Effect of photosynthetic inhibitors and uncouplers of oxidative phosphorylation on nitrate and nitrite reduction in barley leaves.

The effects of several photosynthetic inhibitors and uncouplers of oxidative phosphorylation on NO(3) (-) and NO(2) (-) assimilation were studied using detached barley (Hordeum vulgare L. cv Numar) leaves in which only endogenous NO(3) (-) or NO(2) (-) were available for reduction. Uncouplers of oxidative phosphorylation greatly increased NO(3) (-) reduction in both light and darkness, while photosynthetic inhibitors did not.The NO(2) (-) concentration in the control leaves was very low in both light and darkness; 98% or more of the NO(2) (-) formed from NO(3) (-) was further assimilated in control leaves.

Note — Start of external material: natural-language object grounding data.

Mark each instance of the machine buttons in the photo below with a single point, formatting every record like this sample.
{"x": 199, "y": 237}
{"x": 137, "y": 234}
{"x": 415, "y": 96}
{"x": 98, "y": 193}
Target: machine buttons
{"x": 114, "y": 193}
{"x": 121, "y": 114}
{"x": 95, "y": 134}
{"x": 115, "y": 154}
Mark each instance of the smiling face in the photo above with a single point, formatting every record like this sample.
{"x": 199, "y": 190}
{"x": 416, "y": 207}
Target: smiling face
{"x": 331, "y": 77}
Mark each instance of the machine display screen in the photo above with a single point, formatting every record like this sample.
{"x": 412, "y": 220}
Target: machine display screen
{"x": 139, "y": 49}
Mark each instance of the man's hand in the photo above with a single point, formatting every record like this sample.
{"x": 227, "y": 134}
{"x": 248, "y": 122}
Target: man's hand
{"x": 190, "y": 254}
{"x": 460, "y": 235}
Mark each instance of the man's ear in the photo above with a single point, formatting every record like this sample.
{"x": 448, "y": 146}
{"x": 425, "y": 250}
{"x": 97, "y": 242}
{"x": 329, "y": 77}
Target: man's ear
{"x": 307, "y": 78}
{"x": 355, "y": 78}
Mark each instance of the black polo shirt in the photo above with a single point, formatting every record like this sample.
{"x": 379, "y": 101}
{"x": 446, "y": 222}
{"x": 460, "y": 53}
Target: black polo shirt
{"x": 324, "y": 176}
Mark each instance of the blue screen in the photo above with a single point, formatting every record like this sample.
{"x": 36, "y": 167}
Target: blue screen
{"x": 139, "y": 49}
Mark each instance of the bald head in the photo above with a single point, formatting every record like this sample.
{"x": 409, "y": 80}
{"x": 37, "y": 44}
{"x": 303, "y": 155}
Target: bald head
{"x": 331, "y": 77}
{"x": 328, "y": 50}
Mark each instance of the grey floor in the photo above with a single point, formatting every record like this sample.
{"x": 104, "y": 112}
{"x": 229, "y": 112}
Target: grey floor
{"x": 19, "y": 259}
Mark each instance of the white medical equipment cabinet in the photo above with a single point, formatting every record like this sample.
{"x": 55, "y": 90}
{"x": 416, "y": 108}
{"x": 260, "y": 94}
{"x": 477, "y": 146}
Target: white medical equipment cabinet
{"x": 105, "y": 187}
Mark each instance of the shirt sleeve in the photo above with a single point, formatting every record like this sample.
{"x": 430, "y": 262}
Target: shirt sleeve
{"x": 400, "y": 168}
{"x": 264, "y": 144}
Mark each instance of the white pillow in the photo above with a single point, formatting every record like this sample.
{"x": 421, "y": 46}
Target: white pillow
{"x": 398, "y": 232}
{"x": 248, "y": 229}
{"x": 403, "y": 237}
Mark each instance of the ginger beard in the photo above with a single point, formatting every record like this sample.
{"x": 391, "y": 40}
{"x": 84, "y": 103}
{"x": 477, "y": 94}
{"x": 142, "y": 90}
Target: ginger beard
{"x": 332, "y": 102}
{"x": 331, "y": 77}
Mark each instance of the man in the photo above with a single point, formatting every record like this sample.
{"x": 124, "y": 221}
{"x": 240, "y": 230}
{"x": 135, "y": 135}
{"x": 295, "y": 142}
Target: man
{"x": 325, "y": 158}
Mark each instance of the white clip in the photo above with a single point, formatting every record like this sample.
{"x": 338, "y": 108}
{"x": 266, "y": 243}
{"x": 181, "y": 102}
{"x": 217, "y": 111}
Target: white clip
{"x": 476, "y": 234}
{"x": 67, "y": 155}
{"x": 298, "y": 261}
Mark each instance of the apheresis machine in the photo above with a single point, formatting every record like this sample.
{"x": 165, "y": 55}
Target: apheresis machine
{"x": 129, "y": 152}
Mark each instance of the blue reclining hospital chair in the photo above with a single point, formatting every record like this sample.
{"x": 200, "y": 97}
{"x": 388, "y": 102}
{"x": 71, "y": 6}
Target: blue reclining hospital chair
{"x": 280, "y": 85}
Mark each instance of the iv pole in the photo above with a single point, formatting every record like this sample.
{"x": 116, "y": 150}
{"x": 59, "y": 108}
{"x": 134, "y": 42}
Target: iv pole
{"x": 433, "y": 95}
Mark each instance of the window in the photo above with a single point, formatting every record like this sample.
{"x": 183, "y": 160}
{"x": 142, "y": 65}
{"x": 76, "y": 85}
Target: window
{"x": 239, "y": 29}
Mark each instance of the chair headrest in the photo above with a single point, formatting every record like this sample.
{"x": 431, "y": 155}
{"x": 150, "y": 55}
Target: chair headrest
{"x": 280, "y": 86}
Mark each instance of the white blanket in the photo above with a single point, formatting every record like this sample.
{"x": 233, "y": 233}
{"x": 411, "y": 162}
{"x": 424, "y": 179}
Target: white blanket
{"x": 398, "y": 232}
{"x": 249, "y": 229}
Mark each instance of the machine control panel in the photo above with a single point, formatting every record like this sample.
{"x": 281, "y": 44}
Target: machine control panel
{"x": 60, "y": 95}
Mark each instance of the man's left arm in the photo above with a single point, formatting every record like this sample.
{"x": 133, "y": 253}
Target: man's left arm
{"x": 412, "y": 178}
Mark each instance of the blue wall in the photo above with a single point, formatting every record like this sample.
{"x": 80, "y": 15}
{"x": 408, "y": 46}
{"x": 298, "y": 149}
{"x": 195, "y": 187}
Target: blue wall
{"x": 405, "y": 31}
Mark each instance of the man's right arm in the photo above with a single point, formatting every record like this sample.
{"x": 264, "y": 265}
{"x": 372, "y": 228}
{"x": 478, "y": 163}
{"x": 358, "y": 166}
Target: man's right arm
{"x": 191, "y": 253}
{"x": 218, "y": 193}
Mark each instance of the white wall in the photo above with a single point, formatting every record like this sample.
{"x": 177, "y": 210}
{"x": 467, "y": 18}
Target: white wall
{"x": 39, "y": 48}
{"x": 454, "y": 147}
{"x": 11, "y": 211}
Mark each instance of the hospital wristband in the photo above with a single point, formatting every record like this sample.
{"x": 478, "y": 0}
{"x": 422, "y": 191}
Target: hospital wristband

More NO(2) (-) accumulated in the leaves in light and darkness in the presence of photosynthetic inhibitors. Of this NO(2) (-), 94% or more was further assimilated. It appears that metabolites, either external or internal to the chloroplast, capable of reducing NADP (which, in turn, could reduce ferredoxin via NADP reductase) might support NO(2) (-) reduction in darkness and light when photosynthetic electron flow is inhibited by photosynthetic inhibitors.NITRITE ASSIMILATION WAS MUCH MORE SENSITIVE TO UNCOUPLERS IN DARKNESS THAN IN LIGHT: in darkness, 74% or more of NO(2) (-) formed from NO(3) (-) was further assimilated, whereas in light, 95% or more of the NO(2) (-) was further assimilated.